Tie-breaks: Within any category, after Pupil Premium, the closer child wins — measured 'as the crow flies' from the front door of your home to the front gate of the College, using the council's GIS. If two children are exactly equal in distance for the final place, it is decided by computerised random allocation. Twins and other multiple-birth siblings may be offered places together even if this exceeds 150.
No boundary — faith decides, and distance only breaks ties.
St Joseph's has no designated catchment, so a qualifying child from anywhere can be considered on equal terms. What orders the list is faith — baptised Catholics, then other Christians, then children of other faiths or none — with looked-after children, siblings, staff children and Pupil Premium deciding rank within each group. Distance is only the final tie-breaker for the last place in a category.
Distance is measured 'as the crow flies' from your permanent home address to the school's front gate, using the council's mapping system — not by walking or driving route. The displayed circle on our map is illustrative only; it is not a real boundary, and no fixed cutoff distance is published.
See St Joseph's location on the GrammarBound mapFaith ranks ahead of a closer home from another group.

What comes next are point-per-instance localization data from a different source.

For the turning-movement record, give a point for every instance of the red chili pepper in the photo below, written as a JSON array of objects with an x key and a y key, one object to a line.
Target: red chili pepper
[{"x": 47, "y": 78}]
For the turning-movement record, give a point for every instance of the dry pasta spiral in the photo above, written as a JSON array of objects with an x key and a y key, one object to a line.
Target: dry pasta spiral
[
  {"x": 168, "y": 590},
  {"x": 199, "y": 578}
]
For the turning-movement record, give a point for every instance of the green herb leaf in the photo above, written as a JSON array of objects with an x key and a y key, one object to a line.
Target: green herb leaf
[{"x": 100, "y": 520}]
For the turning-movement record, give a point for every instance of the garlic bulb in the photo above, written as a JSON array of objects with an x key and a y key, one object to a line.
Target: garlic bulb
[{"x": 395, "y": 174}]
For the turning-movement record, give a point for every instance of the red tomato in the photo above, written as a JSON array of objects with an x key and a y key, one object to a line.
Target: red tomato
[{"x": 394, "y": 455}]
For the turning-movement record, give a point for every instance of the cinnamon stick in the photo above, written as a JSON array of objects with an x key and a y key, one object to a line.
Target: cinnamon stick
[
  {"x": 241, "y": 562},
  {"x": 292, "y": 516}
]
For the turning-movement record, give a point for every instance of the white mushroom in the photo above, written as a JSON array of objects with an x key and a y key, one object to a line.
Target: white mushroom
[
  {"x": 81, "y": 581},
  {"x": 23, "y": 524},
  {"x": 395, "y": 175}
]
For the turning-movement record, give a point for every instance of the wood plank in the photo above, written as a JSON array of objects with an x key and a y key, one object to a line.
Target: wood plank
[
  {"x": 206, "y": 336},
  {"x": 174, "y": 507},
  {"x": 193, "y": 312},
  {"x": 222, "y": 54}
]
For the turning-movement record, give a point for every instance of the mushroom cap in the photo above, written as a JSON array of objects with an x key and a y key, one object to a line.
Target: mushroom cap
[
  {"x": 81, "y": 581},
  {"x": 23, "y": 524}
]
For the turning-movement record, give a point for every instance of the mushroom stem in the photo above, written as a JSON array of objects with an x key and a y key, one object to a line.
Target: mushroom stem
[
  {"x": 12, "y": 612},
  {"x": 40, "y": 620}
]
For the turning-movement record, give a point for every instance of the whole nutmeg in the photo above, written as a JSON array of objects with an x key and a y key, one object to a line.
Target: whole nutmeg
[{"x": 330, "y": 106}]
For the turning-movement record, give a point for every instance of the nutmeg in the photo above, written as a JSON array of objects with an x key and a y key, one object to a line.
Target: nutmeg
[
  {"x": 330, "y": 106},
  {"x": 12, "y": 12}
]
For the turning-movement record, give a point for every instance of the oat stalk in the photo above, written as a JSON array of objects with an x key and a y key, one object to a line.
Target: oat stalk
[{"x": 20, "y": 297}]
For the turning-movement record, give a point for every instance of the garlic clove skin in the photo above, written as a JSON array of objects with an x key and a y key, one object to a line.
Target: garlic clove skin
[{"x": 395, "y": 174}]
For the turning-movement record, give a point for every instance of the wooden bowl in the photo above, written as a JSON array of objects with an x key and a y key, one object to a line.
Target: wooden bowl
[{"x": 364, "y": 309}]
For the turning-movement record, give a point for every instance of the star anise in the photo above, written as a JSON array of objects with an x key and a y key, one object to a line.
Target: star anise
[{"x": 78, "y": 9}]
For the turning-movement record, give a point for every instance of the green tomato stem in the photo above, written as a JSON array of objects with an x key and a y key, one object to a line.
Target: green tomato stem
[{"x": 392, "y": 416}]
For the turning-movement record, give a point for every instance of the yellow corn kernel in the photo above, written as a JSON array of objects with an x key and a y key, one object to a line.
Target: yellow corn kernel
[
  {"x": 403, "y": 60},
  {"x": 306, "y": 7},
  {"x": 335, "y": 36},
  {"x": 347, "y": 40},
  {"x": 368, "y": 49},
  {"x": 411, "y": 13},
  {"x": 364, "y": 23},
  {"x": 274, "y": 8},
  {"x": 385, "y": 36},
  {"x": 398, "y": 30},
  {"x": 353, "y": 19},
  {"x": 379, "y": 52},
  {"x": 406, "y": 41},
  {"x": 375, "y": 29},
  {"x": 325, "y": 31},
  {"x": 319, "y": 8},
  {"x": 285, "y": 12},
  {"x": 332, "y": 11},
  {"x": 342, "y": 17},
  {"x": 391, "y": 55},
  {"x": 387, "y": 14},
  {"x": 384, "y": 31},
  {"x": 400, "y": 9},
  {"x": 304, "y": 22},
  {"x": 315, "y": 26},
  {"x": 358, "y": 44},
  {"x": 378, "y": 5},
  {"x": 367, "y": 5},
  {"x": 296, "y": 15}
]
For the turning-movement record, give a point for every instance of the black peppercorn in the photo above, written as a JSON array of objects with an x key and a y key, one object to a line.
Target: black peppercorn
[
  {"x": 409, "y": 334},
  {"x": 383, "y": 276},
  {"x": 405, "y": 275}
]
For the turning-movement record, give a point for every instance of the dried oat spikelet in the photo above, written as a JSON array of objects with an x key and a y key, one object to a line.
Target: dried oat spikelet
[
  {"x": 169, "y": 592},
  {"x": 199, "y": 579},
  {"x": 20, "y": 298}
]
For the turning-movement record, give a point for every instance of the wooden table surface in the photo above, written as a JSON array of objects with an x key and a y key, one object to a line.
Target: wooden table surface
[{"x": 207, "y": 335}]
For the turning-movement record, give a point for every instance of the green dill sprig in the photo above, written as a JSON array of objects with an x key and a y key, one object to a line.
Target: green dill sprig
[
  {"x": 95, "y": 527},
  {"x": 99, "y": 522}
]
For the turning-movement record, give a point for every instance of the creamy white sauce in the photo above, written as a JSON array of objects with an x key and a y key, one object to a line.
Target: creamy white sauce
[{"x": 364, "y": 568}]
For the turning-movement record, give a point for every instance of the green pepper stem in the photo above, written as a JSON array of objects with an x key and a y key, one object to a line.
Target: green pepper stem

Both children reach the qualifying score. Child A is a baptised Catholic, placing them in the Catholic category; Child B lives closer but belongs to a lower faith category. Because faith sets the order before distance, Child A is ranked ahead. Distance would only separate two children inside the same category.
You have two routes, and you can use both.
Waiting list
Qualifying children (scoring 105+) who were not offered a place are held on a waiting list, ranked by the same oversubscription criteria and re-ordered each time a name is added or removed — not by the order you joined. Ask St Joseph's to keep your child on the list.
Request a waiting-list place via St Joseph's directly.
Appeal
You have the right to appeal to an independent panel, which follows the statutory School Admission Appeals Code. The appeal timetable is published on the school's admissions page. Appealing does not remove your child from the waiting list — you can do both.
Joining Year 12.
St Joseph's keeps a Year 12 admission number of 200, which includes its own Year 11s plus external students.
The grade floor.
The general entry requirement is a minimum of three grade 5s and three grade 4s at GCSE, including at least a grade 4 in English Language and Mathematics. Individual A-level and BTEC courses set higher subject-specific grades on top of this — many sciences and maths require a 6 or 7 in the relevant GCSE — published each year in the sixth-form entry criteria.
Apply direct to the school.
External applicants apply directly to St Joseph's by the published deadline. Offers are conditional on GCSE results and are confirmed on results day once the grade requirements are met, including any subject-specific grades for chosen courses. An annual bursary fund supports sixth-form students facing financial difficulties.